AdCC of the breast closely resembles AdCC of salivary gland origin, but it is much less common, only accounting for approximately 0.1% of all breast carcinomas. AdCC occurs in adult women of the same age group as for mammary carcinoma (i.e., mean age 50 to 63 years; range 25 to 80 years). Rare cases have been reported in men. AdCC usually presents as a discrete, firm mass, often located in the retroareolar region. They can be detected by mammography and some could be present for 10 years or more. Occasionally, AdCC may be found as an incidental finding in the breast. AdCC of the breast has an indolent clinical course, with very rare nodal and distant metastasis.

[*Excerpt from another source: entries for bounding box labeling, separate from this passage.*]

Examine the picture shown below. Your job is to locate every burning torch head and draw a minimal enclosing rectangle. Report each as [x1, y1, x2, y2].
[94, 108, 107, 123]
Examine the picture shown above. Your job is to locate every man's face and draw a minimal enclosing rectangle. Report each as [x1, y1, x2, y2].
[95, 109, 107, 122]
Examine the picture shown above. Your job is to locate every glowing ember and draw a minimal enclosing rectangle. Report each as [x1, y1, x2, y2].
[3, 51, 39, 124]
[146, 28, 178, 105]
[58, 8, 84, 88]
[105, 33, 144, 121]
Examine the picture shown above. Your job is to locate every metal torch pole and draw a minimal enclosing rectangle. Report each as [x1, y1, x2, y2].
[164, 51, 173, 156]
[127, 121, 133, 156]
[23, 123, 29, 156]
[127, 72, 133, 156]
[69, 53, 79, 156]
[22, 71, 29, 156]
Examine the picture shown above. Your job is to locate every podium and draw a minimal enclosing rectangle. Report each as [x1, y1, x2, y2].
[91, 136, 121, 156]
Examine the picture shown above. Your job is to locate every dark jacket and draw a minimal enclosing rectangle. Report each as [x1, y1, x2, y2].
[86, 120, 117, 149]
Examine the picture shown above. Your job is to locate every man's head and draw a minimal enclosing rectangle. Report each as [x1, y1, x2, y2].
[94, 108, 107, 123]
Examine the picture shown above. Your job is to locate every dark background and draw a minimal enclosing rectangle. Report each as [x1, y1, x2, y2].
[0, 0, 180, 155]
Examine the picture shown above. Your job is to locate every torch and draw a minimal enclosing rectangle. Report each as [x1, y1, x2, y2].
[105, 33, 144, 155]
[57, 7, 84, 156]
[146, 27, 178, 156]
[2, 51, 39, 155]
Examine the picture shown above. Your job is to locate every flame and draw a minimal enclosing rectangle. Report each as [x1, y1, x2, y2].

Electron microscopic studies have revealed AdCC from both the breast and salivary gland share the same diverse cell types. This likely reflects the common ectodermal “sweat gland” origin of both the breast and salivary gland. Indeed, breast glands and salivary glands are tubuloacinar exocrine glands that can manifest as tumors with similar morphological features but differ in incidence and clinical behavior. Salivary gland–like tumors of the breast are of two types: tumors with myoepithelial differentiation and those devoid of myoepithelial differentiation. The first and more numerous group comprises a spectrum of lesions ranging from benign AME and PA, low-grade malignant such as AdCC, low-grade adenosquamous carcinoma, and atypical AME, to high-grade malignant lesions such as metaplastic carcinoma and malignant AME. The second group comprises lesions that have only recently been recognized, such as acinic cell carcinoma, oncocytic carcinoma of the breast, and the rare mucoepidermoid carcinoma.

Key Clinical Features

Adenoid cystic carcinoma

  • Mean age is 50 s.

  • Most often seen on imaging studies as a malignant-appearing mass.

  • May be observed as an incidental finding.

  • Complete excision with margins necessary.

  • Aggressive behavior is rare, but may metastasize to lung, bone, and other sites.